Oil&Gas Journal Volume 99, Issue 3 (Jan 15, 2001)
Regular Features [Editorial]

Gov. Gray Davis of California, seeking cover in a political storm, has declared war on electricity deregulation. Last week, as he proposed a desperate and unconstructive response to an energy crisis, officials from other states watched with horror. Producers of natural gas, for whom electricity represents an important growth market, should assure them that California's problems are peculiarly Californian.

The problem-and it's a big one-is the state's approach on many levels to matters involving energy. The permitting process for anything having to do with conventional energy, for example, is tortuous and time-consuming. Power-generating capacity, therefore, has fallen far behind demand for electricity.
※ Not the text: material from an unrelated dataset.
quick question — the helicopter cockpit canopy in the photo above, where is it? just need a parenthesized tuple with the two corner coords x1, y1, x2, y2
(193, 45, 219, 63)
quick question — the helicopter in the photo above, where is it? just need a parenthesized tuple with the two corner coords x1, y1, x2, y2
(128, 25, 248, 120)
Similarly, antipetroleum zealots have turned otherwise promising California into one of the world's least appealing political environments in which to drill for oil and gas. So the state has insufficient supplies of natural gas with which to fire power-generation turbines.

Consumers shielded

As if self-inflicted supply problems were not bad enough, the state's scheme for deregulating the electricity industry has shielded many consumers from a price increase inevitable under recent market conditions. Absent natural incentives to conserve, demand has risen steadily. And this year, competition intensified for external supplies of gas and electric power.
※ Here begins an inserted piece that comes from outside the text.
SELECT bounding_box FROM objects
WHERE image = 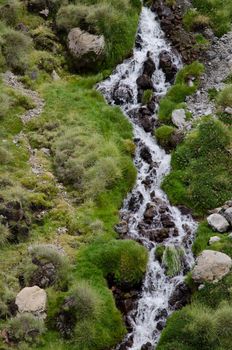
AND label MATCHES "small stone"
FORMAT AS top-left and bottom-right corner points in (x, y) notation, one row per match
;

California's electricity market can't handle shortage. Its deregulation program not only caps retail prices but also channels wholesale transactions to an extremely volatile short-term market through, until recently, a single power exchange.

For consumers of San Diego Gas & Electric, which was quick to escape retail price caps by dispensing with stranded costs, power bills zoomed when supplies tightened and wholesale prices rose. For consumers of the state's other two large investor-owned utilities, Southern California Edison Co. and Pacific Gas & Electric Co., prices stayed low until a recent emergency rate hike, but state and federal officials had to impose emergency measures to ensure supply.

Now, Socal Edison and PG&E are smothering in debt from buying power at wholesale dear and selling at retail cheap. And while the political activists who overpopulate California protest rate hikes, the utilities' credit ratings plummet, and power suppliers worried about payment and political uncertainty look elsewhere for business.

It's a mess. And it's the fault more of California politics than of deregulation.

Imperfection is understandable. The state was a pioneer in the uncharted realm of electricity deregulation. Pioneers make mistakes. California's main mistake was forgetting that deregulation means getting governments out of markets.

What the state now should do is identify and repair the flaws-the price caps, the market shapers, the permitting impediments. In other words, it should truly deregulate.

Instead, Gray excoriated deregulation and called for implementation of the energy equivalent of martial law. In his annual state-of-the-state speech he called deregulation "a colossal and dangerous failure," promised not to let big utilities go bankrupt but didn't specify how, blamed "out-of-state energy companies and brokers" for the crisis, and proposed a 10-point program heavy on state intervention, power-sale mandates, and criminal punishment. Davis thus resorted to bogey-man politics and insularity when he should have been correcting mistakes.

Short-term activism by the state government is indeed in order. Chronic problems, such as cumbersome permitting schemes and capacity shortages, take time to fix. Yet the crisis is immediate. The state needs to step in.

But the steps must be measured and temporary. Overall, the direction must be toward less regulation, less intervention by the government, and more regional cooperation. Davis's speech turns California onto the opposite course. And his heavy-handedness with out-of-state suppliers of power, on which California has allowed itself to become chronically dependent, is foolish.

Retreat elsewhere

Because of California's crisis, several other states have delayed or retreated from electricity deregulation. They should understand that California's crisis stems not from deregulation but from faulty and incomplete deregulation in a permitting climate hostile to energy supply.

Deregulation has worked in some of the other early starters, most successfully so far in Pennsylvania. It can and will work elsewhere. The key to success is remembering that the basic purpose of deregulation is to get governments out of markets. For consumers of energy, that's always the best protection available. California will demonstrate the concept disastrously if Davis succeeds with his proposal to socialize the state's power market and criminalize economic choice by energy suppliers.